Responding to the news that Uber drivers have won the right to be classed as workers rather than self-employed, Tania Bowers, General Counsel at The Association of Professional Staffing Companies (APSCo) said:
“This is a landmark case – while Uber classed its drivers as independent self-employed contractors who had the choice of where and when they worked, this ruling, if not successfully appealed, means that the drivers will be entitled to the minimum wage, paid holidays and breaks. While not directly affecting the professional recruitment market, the ruling will have a significant impact on the ‘gig economy’ where individuals work for multiple employers day to day without having a fixed contract.
While it is right and proper for workers’ rights to be protected, it is important that the distinction is made between lower paid and potentially vulnerable workers who need this type of protection and professional contractors and interims who do not need – or indeed want such protection.
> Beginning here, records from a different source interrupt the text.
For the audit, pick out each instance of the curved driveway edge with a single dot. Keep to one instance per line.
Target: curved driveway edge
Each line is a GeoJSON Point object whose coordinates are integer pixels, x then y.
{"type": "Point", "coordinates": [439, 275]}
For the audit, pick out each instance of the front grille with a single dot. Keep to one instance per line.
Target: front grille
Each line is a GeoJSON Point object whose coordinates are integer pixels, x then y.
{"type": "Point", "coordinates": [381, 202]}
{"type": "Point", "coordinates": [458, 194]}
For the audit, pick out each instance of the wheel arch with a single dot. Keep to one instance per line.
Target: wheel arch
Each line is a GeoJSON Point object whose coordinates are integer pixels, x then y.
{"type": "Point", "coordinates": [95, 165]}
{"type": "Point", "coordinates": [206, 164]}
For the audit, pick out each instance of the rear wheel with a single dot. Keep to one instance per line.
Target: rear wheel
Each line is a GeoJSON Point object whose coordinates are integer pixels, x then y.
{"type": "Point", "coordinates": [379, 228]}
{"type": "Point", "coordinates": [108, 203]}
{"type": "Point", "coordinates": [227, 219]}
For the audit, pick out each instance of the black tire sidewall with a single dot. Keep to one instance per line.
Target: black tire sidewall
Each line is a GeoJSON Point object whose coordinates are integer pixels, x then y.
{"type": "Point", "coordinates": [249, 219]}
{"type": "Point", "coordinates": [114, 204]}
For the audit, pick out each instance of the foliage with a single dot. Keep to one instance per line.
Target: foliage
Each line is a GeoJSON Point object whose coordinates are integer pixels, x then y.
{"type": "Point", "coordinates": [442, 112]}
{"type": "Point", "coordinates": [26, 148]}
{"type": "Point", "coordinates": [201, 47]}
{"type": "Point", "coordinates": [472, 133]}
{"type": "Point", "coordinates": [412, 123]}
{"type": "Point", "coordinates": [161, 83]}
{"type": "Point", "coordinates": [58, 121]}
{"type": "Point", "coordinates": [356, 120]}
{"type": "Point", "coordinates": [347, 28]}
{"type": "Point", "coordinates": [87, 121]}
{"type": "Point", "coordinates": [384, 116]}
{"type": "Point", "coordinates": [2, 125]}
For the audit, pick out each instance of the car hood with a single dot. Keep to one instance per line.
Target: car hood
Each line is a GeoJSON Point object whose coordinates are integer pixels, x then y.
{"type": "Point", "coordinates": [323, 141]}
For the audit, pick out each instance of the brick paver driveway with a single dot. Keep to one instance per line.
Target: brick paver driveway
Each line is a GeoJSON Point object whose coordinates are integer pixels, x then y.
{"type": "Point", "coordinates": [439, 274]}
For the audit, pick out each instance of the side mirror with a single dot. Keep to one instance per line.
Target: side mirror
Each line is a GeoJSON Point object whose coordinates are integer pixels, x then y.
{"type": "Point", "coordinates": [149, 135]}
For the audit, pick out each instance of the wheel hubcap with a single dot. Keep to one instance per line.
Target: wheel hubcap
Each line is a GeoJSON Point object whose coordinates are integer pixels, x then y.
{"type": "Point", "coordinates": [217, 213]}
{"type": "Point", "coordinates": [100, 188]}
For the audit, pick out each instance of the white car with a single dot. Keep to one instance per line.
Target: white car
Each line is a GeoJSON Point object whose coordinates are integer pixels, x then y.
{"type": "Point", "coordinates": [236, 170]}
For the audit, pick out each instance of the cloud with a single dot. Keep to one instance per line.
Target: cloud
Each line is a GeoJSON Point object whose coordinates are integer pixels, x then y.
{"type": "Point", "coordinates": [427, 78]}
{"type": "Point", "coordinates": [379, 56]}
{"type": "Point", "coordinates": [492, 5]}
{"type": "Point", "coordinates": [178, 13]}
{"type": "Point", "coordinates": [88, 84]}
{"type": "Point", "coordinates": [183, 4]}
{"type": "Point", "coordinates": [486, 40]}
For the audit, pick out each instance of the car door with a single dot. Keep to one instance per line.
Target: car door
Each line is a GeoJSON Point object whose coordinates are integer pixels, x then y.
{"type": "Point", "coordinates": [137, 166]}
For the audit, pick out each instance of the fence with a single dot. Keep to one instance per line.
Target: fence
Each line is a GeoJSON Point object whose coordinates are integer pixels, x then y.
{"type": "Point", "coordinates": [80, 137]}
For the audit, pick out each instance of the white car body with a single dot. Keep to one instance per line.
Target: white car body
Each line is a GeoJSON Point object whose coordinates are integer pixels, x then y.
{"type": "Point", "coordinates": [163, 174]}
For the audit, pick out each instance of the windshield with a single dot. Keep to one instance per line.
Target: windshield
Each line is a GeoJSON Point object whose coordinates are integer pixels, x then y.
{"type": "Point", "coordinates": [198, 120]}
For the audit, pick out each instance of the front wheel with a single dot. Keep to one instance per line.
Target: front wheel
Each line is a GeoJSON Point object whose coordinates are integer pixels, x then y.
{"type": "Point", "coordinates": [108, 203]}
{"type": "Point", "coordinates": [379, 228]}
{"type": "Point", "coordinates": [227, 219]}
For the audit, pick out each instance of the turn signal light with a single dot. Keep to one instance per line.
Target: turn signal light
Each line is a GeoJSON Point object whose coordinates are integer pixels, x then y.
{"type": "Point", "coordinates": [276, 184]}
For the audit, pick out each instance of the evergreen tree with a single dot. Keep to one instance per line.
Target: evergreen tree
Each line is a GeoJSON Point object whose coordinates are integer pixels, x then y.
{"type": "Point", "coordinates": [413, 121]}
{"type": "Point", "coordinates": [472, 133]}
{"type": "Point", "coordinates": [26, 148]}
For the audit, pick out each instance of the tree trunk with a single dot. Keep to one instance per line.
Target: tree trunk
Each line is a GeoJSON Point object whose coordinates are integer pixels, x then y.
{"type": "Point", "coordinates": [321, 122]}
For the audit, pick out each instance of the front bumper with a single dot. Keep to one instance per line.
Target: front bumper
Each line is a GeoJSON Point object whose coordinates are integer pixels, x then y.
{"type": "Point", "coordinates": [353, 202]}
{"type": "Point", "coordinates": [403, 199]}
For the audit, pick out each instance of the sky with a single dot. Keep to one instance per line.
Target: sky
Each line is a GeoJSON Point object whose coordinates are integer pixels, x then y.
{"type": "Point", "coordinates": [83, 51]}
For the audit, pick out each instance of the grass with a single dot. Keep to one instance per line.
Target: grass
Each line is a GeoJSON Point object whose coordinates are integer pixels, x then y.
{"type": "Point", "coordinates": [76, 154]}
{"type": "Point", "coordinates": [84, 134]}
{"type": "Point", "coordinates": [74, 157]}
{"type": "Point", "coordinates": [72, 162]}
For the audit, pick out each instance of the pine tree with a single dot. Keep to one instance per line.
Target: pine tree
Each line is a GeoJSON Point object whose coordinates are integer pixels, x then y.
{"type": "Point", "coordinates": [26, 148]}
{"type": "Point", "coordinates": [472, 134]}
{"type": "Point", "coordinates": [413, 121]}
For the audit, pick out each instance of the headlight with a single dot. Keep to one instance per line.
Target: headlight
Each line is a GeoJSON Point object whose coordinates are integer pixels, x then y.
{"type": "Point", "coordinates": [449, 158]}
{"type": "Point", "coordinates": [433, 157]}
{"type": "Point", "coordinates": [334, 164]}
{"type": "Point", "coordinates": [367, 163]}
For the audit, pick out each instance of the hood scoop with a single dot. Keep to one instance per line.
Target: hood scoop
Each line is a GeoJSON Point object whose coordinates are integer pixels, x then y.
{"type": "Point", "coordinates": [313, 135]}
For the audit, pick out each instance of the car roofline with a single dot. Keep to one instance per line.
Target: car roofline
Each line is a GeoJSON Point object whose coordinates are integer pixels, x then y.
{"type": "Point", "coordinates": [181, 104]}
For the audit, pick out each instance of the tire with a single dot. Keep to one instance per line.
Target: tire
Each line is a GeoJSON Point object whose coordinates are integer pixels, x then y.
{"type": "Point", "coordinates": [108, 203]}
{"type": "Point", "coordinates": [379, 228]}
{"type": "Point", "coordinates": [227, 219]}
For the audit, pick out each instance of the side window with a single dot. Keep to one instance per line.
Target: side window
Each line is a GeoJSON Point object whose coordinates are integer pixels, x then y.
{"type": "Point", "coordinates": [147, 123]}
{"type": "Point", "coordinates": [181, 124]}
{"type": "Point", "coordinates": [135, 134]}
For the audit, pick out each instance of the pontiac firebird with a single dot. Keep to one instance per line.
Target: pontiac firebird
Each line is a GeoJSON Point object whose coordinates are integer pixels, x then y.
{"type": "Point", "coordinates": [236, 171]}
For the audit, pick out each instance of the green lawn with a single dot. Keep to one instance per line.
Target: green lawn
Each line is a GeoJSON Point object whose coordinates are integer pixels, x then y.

Recruitment firms have been responsibly supplying compliant agency workers and professional contractors to the employment market for decades before the phrase “gig economy” was coined and will continue to be an essential component of the flexible labour market. Nonetheless it is important that the recruitment sector does not get landed with the responsibility – and ensuing liability – for determining an individual’s employment status – as is planned by the proposed changes to IR35 legislation for workers in the public sector. We believe there is a need for greater clarity and we support the Review of Modern Employment to be undertaken by RSA Chief Executive Matthew Taylor at the request of the Prime Minister.”